In other words the shyster is looking for a quick settlement/payday.
I’m not sure why they’re going the “child pornography” route, when according to the article they’ve got a legitimate claim in that Elden’s parents never signed a release to allow use of the image.
I also love this line from the lawsuit: “Neither Spencer nor his legal guardians ever signed a release authorizing the use of any images of Spencer or of his likeness, and certainly not of commercial child pornography depicting him." Oh, so if they had signed a release authorizing commercial child pornography then everything would have been fine. . .
Yup its all about the $.
I wonder if anyone has told him that the picture wasn’t supposed to be arousing, but was symbolizing people who make a naked grab for money they’ll never get. I wonder if he’s cursed to spend his life living out this picture.
He’s actually become the baby chasing the dollar…
Maybe it just ups the threat ante in an effort to increase the amount of the sought-after settlement.
There is no current statute of limitations for child pornography at the federal level. This means that offenders can be charged at any time after their offense.
Threaten with criminal charges; settle for civil damages.
I’m wondering how true that is. Another article I found does state that the parents were paid $200 for the photo shoot. It was clear that the photo shoot was being used for an album cover – they were told that, and it was taken by underwater photographer Kirk Weddle. I suppose it’s quite possible that the photographer was naive enough not to have his ducks and paperwork in a row and the parents never signed a model release for their child, and it was all done on two hundred bucks and a handshake, but my intuition would be the photographer would have known the paperwork required for a commercial shoot. I think there’s a 50-50 chance at least that the claim is bullshit. The article I found suggested that was a new claim. Nobody noticed this before? That’s the surest way to get some $$$ out of it.
And the fact that he didn’t make more money off such an iconic image? Well, boo hoo. If you model for a picture, you generally get paid a flat modeling fee, and that’s it. I suppose you can structure a contract where you get a royalty, but, as far as I know and as far as I’ve done (in the limited model-released corporate work I’ve done), that’s not how it works.
I just wonder why it’s such a huge issue 30 years later, if it is anything more than a money grab. Seems like if there’s really a significant issue, shouldn’t this have come up, oh, about 10-15 years ago (once he reached adulthood, if he couldn’t get Mom/Dad on board)?

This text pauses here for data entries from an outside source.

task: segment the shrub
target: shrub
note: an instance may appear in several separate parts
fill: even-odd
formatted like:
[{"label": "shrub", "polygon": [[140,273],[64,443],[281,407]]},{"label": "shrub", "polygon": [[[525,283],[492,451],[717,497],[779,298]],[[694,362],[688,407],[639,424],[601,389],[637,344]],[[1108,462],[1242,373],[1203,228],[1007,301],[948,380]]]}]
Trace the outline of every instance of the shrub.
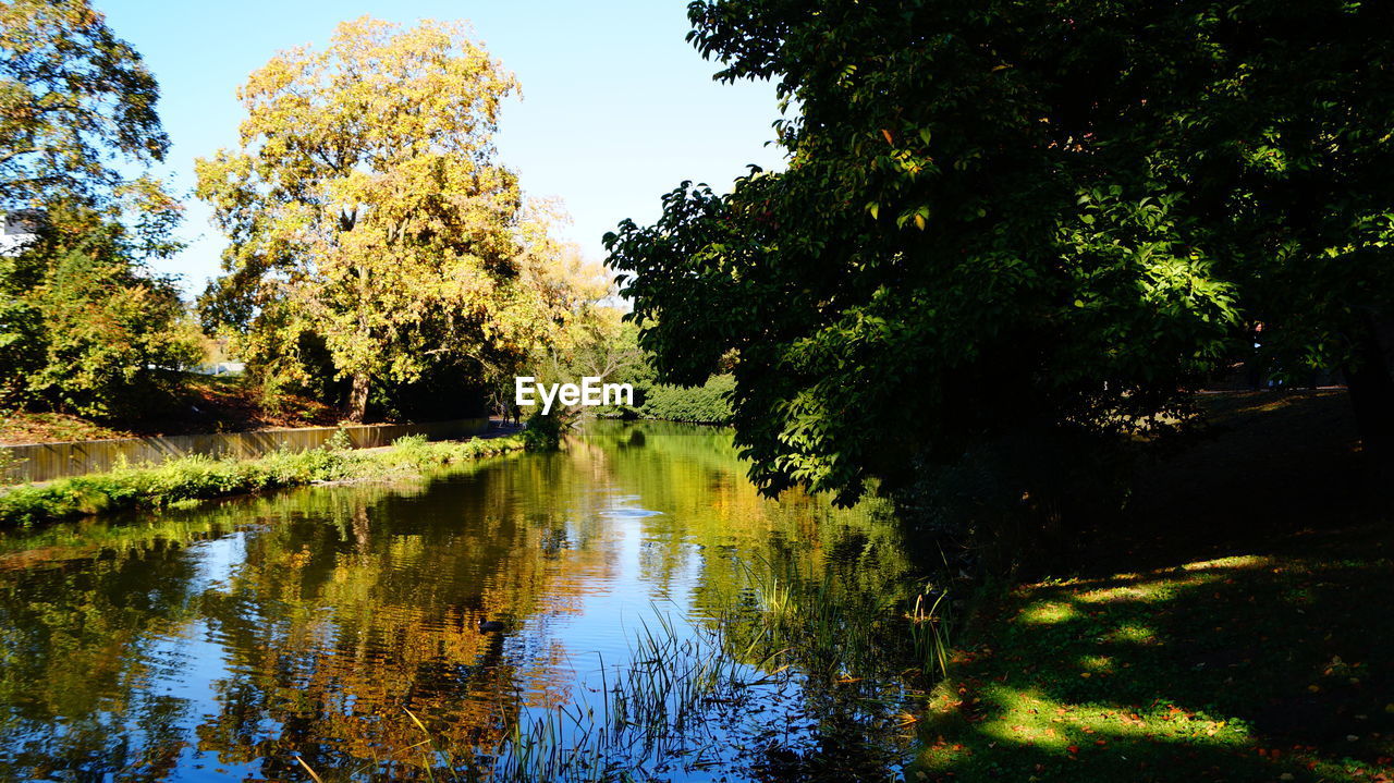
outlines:
[{"label": "shrub", "polygon": [[732,375],[714,375],[703,386],[651,385],[643,389],[638,415],[651,419],[691,424],[730,424]]}]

He’s recreated the photo a couple times. With pants
And without issue.
Well, yes; the activities that give rise to issue tend to be easier without pants.
I mean that he was fine recreating it more than once without raising any complaint about the original shoot.
Children have been nude in art going back centuries. There is nothing sexualized or salacious in the Nirvana album cover. This suit is a quick money grab at best.
I didn’t. Oops.
Not only that; according to the article in Variety, he has the image tattooed on his chest.
This Guardian article puts it in perspective. The last para is particularly interesting I thought.
And the suit apparently names Courtney Love - did she even have anything to do with the album cover? She wasn’t part of the band or management AFAIK. You would have to suspect she has been joined in just because she’s alive and has money and could be embarrassed by the matter.
Sounds very like a straight money grab.